I scrambled down from the parapet, landing hard in the mud of the street below. The battle was a vortex of screams, clanging steel, and the wet, tearing sound of flesh. An Orc lunged at me, his face a mask of tusks and fury. I didn't try to meet his charge. I was a pebble against a boulder. Instead, I ducked low, letting his momentum carry him past, and drove the butt of my spear into the back of his knee. The joint buckled with a sickening crunch, and he went down with a roar of pain. I didn't wait to finish him. I just kept moving.
This wasn't a battle. It was a slaughter. And my only goal was to live through it.
But as I navigated the chaos, trying to find a defensible position, a new sound cut through the din of war: the terrified screams of civilians.
A knot of them—a baker and his wife, a few stable hands, a woman clutching two small children—were trapped in an alcove between the armory and a tannery. A single Orc warrior stood before them, toying with them. He was smaller than the brutes at the gate but still towered over me, his muscles coiled like thick ropes. He backhanded the baker, sending the man sprawling into the mud, and laughed a deep, guttural laugh as the woman shrieked, pulling her children behind her skirts.
Something inside me snapped.
The careful, five-year-old construct of Kael—the quiet, unassuming grunt who kept his head down—crumbled.

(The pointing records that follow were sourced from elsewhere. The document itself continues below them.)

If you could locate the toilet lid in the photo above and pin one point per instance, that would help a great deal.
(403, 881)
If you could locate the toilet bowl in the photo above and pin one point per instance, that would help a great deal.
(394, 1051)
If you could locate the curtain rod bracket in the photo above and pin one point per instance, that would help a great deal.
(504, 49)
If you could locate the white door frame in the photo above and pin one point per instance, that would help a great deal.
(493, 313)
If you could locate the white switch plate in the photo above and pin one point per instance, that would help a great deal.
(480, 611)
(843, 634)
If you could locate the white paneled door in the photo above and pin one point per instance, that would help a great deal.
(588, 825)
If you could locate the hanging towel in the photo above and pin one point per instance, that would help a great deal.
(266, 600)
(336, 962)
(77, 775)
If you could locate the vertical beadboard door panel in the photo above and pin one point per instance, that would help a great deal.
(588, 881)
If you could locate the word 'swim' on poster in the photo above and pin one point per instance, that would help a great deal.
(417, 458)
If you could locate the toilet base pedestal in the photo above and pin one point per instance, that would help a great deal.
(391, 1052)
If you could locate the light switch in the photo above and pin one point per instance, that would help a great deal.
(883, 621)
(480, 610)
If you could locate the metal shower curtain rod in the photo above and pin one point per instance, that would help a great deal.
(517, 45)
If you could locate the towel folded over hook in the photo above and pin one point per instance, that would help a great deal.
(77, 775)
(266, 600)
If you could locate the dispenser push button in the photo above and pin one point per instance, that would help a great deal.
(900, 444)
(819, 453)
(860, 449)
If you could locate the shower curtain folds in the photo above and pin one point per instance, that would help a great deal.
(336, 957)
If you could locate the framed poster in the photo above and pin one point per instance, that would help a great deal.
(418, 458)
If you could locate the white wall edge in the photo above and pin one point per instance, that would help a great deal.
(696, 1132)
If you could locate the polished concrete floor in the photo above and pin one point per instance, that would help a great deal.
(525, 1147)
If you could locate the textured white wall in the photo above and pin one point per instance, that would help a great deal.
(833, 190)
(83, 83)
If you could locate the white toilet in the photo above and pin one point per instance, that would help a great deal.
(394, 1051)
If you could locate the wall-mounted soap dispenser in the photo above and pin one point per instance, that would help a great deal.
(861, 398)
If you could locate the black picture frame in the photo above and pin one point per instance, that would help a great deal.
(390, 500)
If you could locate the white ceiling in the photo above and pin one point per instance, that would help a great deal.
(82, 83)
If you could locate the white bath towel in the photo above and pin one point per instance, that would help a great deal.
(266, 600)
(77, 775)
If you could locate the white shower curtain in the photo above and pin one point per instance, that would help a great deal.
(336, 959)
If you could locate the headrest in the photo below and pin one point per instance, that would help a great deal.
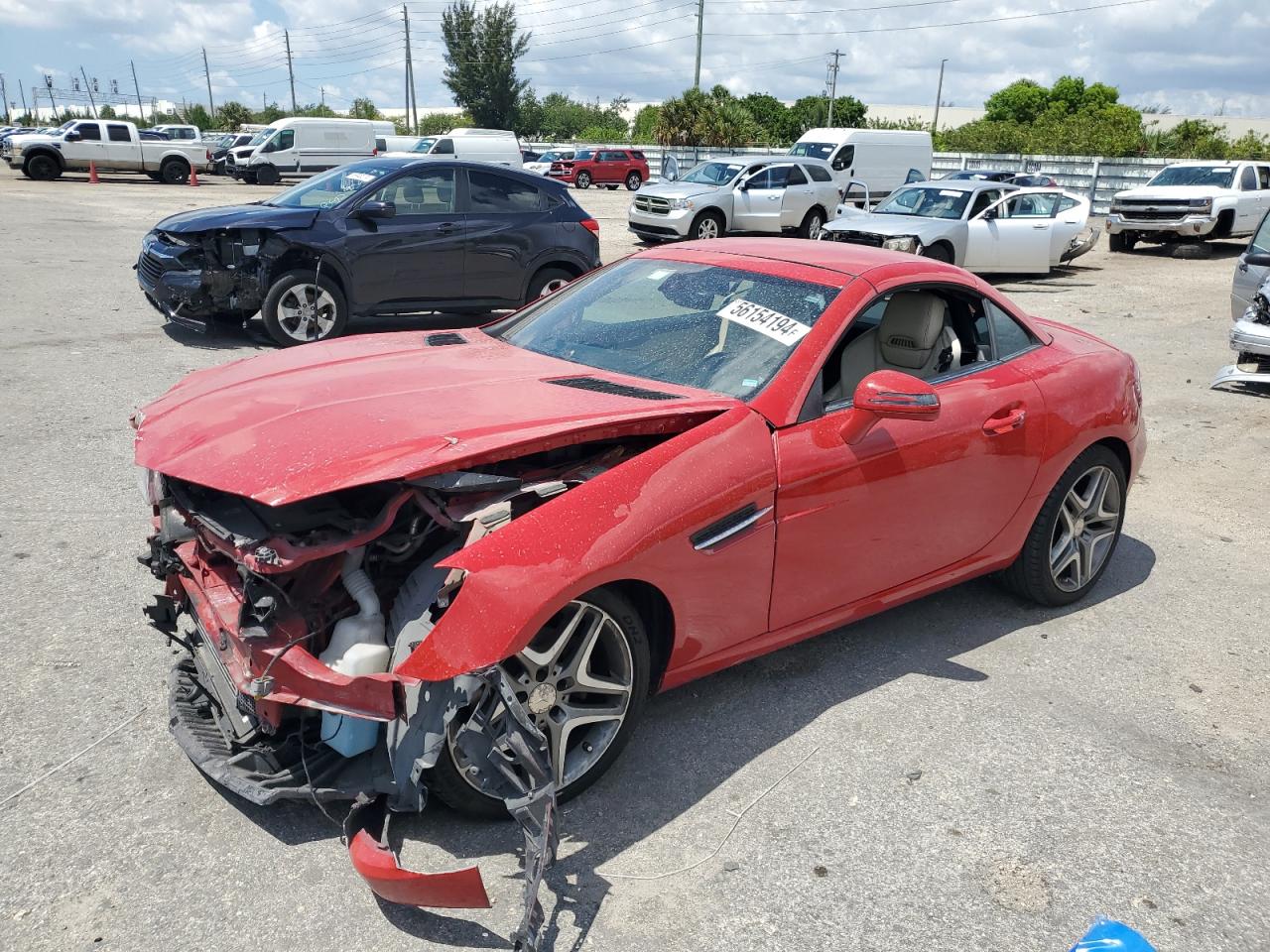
(911, 327)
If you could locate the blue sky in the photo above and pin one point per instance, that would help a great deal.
(1194, 56)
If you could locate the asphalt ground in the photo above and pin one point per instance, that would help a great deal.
(965, 772)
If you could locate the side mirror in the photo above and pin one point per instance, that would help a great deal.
(889, 395)
(376, 209)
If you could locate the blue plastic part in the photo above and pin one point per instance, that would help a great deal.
(1110, 936)
(348, 735)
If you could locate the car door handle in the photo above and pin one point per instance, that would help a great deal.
(1003, 422)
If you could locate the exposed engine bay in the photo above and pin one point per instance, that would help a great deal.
(293, 622)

The fury I’d felt at Valerius, at my uncle, at every man who had ever looked at a woman and seen a thing to be used, it all coalesced into a single point of white-hot rage. I wasn't going to run. I wasn't going to hide. Not while that son of a bitch grinned at the terror he was causing.
“Hey, you ugly bastard!” I roared, my voice raw. “Pick on someone your own size!”

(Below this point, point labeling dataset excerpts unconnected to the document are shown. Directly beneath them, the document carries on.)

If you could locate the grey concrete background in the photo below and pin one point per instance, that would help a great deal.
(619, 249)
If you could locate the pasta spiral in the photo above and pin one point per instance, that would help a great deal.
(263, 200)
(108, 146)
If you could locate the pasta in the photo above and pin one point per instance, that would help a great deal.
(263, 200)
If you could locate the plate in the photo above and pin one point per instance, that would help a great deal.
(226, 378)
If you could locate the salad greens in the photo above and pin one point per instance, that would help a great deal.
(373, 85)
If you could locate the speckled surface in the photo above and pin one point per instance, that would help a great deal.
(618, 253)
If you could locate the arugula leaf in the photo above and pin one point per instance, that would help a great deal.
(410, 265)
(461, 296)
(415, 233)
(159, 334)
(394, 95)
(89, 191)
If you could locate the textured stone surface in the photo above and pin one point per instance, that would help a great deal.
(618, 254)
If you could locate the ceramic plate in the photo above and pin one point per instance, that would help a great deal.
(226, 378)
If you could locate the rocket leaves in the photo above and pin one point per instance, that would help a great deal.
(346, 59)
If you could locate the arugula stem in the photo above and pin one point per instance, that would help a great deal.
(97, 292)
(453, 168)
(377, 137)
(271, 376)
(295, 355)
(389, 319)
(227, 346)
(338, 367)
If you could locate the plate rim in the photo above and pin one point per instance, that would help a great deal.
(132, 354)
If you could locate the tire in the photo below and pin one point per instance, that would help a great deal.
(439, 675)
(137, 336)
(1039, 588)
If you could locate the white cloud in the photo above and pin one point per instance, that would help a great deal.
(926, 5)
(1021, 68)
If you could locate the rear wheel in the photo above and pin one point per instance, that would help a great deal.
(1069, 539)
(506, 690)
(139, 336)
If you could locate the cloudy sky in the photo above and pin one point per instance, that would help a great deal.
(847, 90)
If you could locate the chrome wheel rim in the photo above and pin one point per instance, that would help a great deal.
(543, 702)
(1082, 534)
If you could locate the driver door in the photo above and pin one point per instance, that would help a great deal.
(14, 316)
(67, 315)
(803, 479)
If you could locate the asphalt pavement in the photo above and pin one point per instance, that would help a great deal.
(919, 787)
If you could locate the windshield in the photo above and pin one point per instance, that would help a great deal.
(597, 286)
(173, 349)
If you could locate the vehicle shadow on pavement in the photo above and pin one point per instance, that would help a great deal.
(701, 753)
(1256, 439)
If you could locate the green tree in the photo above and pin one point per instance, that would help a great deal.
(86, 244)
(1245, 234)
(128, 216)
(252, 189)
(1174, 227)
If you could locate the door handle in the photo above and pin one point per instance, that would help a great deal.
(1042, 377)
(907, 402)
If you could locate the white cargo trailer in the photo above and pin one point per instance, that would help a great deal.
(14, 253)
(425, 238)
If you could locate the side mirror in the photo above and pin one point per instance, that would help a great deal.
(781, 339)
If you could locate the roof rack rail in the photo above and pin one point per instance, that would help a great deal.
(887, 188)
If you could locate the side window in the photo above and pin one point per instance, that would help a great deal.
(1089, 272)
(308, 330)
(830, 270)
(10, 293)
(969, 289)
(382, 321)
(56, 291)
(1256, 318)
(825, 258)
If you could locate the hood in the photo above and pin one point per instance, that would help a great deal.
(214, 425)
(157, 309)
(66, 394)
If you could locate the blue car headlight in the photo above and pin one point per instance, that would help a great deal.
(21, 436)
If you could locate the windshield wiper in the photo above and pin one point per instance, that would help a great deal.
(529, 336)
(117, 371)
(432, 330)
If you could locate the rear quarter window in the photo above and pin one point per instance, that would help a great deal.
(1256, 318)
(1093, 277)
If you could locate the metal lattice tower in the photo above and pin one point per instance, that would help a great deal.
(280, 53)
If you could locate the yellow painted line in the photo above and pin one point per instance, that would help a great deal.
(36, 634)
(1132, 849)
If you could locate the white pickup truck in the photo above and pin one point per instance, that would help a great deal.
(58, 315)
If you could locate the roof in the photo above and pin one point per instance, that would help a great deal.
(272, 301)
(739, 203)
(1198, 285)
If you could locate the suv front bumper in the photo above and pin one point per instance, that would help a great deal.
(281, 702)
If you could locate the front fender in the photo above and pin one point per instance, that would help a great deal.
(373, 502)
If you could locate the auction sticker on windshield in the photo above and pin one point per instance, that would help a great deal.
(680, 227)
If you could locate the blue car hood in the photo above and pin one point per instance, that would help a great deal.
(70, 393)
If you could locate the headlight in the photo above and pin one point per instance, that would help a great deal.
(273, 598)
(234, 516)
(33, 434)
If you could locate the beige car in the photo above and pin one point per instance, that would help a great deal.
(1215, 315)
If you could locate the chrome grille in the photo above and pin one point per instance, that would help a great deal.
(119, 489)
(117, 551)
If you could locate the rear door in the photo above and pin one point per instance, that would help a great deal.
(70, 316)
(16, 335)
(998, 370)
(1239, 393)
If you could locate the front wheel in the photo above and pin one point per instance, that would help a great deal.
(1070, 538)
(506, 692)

It was a stupid thing to say, given he was nearly twice my size, but it worked. He turned, his piggish eyes fixing on me. He seemed almost amused, a cruel smirk twisting his tusked mouth. He hefted his notched axe and sauntered toward me, leaving the civilians for later.
My heart hammered against my ribs, a frantic drumbeat against the tight cage of my bindings. This was it. Life or death. I wanted to live. Gods, I wanted to live so badly it was a physical ache in my chest.

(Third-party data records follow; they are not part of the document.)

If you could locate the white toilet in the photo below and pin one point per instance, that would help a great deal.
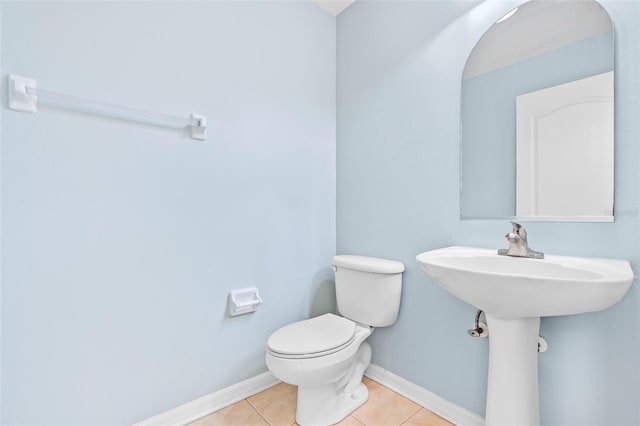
(326, 356)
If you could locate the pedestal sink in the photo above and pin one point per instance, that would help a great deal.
(514, 293)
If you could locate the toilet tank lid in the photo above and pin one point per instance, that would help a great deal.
(368, 264)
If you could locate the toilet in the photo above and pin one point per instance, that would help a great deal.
(326, 356)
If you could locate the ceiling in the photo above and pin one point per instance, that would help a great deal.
(334, 7)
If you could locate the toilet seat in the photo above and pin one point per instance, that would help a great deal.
(312, 338)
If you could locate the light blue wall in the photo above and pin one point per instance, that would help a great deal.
(399, 69)
(120, 241)
(488, 114)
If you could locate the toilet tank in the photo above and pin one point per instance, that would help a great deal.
(368, 289)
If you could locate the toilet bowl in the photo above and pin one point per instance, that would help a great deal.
(326, 356)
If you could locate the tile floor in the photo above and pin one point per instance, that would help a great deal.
(276, 406)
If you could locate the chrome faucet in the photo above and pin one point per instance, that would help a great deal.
(518, 246)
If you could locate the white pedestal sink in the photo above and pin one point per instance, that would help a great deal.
(514, 293)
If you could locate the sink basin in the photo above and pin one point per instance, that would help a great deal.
(512, 287)
(514, 293)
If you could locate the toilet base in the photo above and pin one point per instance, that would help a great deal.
(323, 408)
(327, 404)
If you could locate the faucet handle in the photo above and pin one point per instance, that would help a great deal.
(519, 230)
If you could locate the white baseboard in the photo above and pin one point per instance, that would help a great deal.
(208, 404)
(440, 406)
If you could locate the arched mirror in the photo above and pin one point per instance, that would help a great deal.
(537, 116)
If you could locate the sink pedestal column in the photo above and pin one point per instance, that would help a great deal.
(512, 389)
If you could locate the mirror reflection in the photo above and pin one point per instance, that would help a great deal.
(537, 115)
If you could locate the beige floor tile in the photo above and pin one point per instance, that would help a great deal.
(385, 407)
(425, 417)
(239, 414)
(277, 404)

Guerrilla warfare, I thought, the words of some long-dead instructor echoing in my head.Use the terrain. The enemy's strength is his weakness.
He came at me with a straightforward, overhead swing, aiming to split my skull. His strength was immense; the axe whistled as it cut through the air. I didn't try to block. I dove to the side, rolling in the slick mud. The axe slammed into the ground where I’d been standing, burying itself six inches deep in the packed earth.
He roared in frustration, wrenching it free. While he was off-balance, I scrambled to my feet and charged, not at him, but past him. I slammed my shoulder into the wall of the tannery, using it to pivot,and drove my spear point into the unprotected flesh of his thigh.
He howled, a sound of pure agony, and spun around, swatting at me with his free hand. I was already moving, ducking back into a narrow alleyway between the buildings. It was a filthy, claustrophobic space, barely wide enough for me to pass through. For him, it would be a trap.
“Come and get me, you fat piece of shit!” I taunted, my voice shaking despite my bravado.
He took the bait. With a bellow of rage, he charged into the alley. Just as I’d hoped, his broad shoulders wedged him tight between the brick walls. He was stuck. His furious struggles only scraped him raw against the stone.
I didn’t hesitate. I stepped out from the other end of the alley, facing his exposed back. He twisted, trying to reach me with his axe, but the narrow space gave him no room to swing. His eyes were wide with a dawning horror. He knew what was coming.
I set the butt of my spear against the muddy ground, aimed the point at the gap in his armor just below his helmet, and threw all of my weight forward.